EDITORIAL: The gateway to political spin

“The messages seem fine though they don’t really address the questions”

“No” is a beautiful word.

It’s beautiful in its simplicity, in its directness and its clarity.

On page 5 of this paper, readers have a chance to learn about what happens to the word “no” when it goes through the meat grinder that is Yukon government communications and comes out the other end as such a mealy-mouthed mess that the word is lost.

Last Nov. 15, reporter Jackie Hong began asking whether the mining roads project known as Resource Gateway was going to be completed on schedule.

For those not familiar with the project, Gateway is nearly half a billion dollars worth of roadwork funded by the territorial and federal governments as well as industry. The roads are designed primarily to help areas of southeast Yukon and the Klondike where mines are expected to be built.

It was such a large pot of money that the prime minister showed up in Whitehorse a few years ago to announce the cash himself.

The deadline to spend that money was always going to be tight. In its proposal to Ottawa, Yukon said it was going to have construction done by 2024 and the entire project complete by 2025.

Things have been slow moving. Deals with all the affected First Nations have not been signed yet and socio-economic assessments have not been completed.

After the issue came up in the legislative assembly, Hong began asking for an update on Gateway’s progress.

An access to information request shows how the answers to her questions were manipulated to protect the government’s image at the expense of providing a direct answer.

Here is one of Hong’s original questions as conveyed in an email from a Department of Highways and Public Works spokesperson: “Is the project going to be completed in 2024? (She was looking for a Yes/No)”

Within a weekend, John Bailey, the assistant deputy minister of the Department of Energy, Mines and Resources, emailed back and responded with:

NO

Bailey replied to a handful of other questions about timelines and expectations with equally clear answers.

This is how government communications should work. The expert on a file should be relied on to answer questions directly and truthfully.

From there, the paper trail shows that Bailey’s answers were approved by a handful of government wonks from various departments.

More than a week passed. Our reporter still hadn’t heard back even though government officials had clear answers in their hands.

By Nov. 23 more communications people were involved, including cabinet officials. That’s when the word NO disappears from the email chain.

Suddenly the answer to the yes/no question of will the project be completed by 2024 becomes: “We continue to work with First Nations and Canada to finalize agreements for the Yukon Resource Gateway Program.”

Bailey is asked for his thoughts on these new responses:

“The messages seem fine though they don’t really address the questions,” he writes in an email.

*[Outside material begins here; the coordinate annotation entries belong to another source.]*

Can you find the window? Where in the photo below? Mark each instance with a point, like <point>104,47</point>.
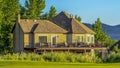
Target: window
<point>82,39</point>
<point>43,39</point>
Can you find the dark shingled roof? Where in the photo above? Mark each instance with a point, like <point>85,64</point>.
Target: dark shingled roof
<point>67,22</point>
<point>40,26</point>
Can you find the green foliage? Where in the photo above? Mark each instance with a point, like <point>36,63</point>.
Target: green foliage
<point>52,57</point>
<point>32,9</point>
<point>78,18</point>
<point>113,58</point>
<point>47,16</point>
<point>101,35</point>
<point>116,49</point>
<point>9,11</point>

Thank you, John Bailey, for saying what reporters in this territory have been shouting for generations.

The government had the answer, they just didn’t like it, and so they chose to keep it from the public.

Even though they were warned that the questions were not being answered, the machine that is government communications plowed forward.

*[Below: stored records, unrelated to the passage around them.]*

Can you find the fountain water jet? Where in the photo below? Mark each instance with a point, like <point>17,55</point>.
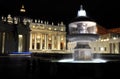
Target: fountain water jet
<point>82,31</point>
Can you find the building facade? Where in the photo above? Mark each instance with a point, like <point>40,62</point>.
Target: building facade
<point>47,38</point>
<point>18,35</point>
<point>107,44</point>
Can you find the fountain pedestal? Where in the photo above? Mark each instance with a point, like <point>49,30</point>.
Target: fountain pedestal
<point>82,52</point>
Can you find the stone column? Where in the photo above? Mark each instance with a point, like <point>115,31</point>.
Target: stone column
<point>52,42</point>
<point>41,41</point>
<point>30,41</point>
<point>58,42</point>
<point>64,42</point>
<point>45,41</point>
<point>35,42</point>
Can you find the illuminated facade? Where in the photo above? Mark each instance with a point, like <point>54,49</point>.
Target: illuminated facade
<point>107,44</point>
<point>28,35</point>
<point>47,38</point>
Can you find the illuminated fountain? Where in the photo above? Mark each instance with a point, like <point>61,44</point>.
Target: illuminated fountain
<point>82,31</point>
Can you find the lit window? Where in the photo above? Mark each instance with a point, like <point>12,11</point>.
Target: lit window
<point>33,26</point>
<point>55,29</point>
<point>49,28</point>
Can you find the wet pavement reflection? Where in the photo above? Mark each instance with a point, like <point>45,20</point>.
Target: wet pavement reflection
<point>25,67</point>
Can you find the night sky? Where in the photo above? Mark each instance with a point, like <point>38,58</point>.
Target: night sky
<point>104,12</point>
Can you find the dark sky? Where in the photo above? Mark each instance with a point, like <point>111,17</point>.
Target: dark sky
<point>104,12</point>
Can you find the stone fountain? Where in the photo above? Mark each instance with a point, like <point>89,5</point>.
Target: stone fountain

By Nov. 30 (now two weeks since the questions were asked) the answer the department was preparing to give the reporter changes again.

Minister Ranj Pillai is now involved.

The minister wants the messages “refined” according to his department’s spokesperson to say that the government is not behind schedule.

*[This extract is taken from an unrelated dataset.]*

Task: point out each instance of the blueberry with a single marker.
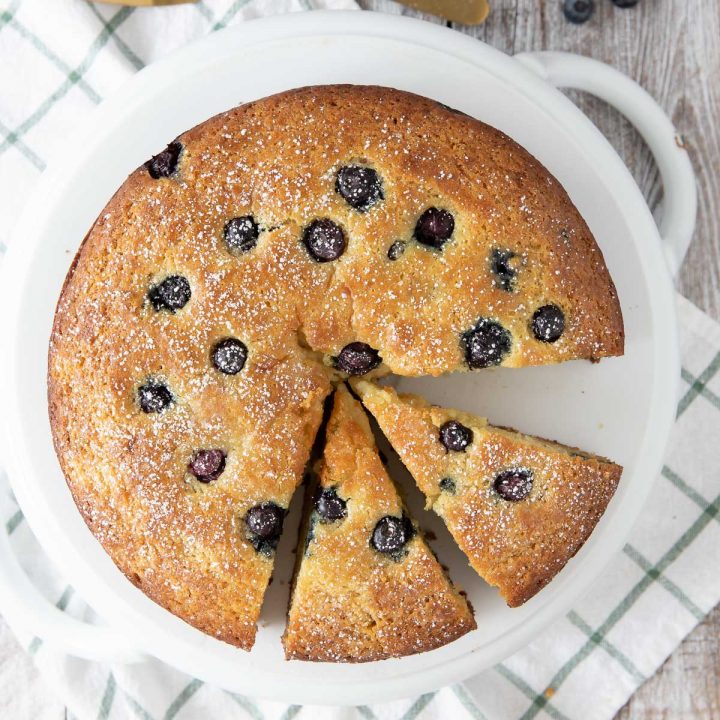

In a matter of weeks the answer has gone from the project will not be completed by 2024 to we are not behind schedule.

Liberal cabinet officials got involved and the truth got lost in the mud.

Eventually Pillai gave interviews on the subject. He wouldn’t tell the News outright whether he thought construction was going to finish on time, saying only that the government was “endeavouring” to remain on schedule. He also said he was not against asking Ottawa for an extension if it came to that.

It wasn’t an outright lie, but Pillai chose spin over clarity when he knew what the clear answer was.

His spin was so impressive that the Whitehorse Star ran a front page headline to go with its version of the story that said “Gateway completion: 2025.”

That’s the opposite of what Bailey told his department.

Generally speaking, journalists rarely write “process stories.” Stories about how articles came to be are often considered too “inside baseball” for readers to care.

In this case though, Yukoners deserve to know how the sausage was made.

It’s not necessarily a huge deal that the Yukon won’t meet that 2024 deadline. There are, as Bailey points out in his coherent original response, mechanisms in place for Yukon to inform Ottawa if it needs any “adjustments” in the schedule.

The Liberals did the right thing by agreeing that the project would not go forward without the approval of the affected First Nations. That’s what government-to-government relations are supposed to look like.

The choice by those in charge of spin at the cabinet level to infantilize voters is a much more serious concern.

Someone decided that Yukoners could not handle a straight answer. Instead of just saying “No, we won’t be done in time, but we have a plan,” Liberal gatekeepers turned that clear and direct response into non-committal jargon.

Their knee-jerk reaction was to avoid saying anything negative even if that means choosing not to be transparent.

At the risk of sounding like Jack Nicholson from A Few Good Men, Yukoners could have “handled the truth.” Instead they’re left wondering what else they might have been told in the past has been couched so carefully that the truth remains hidden.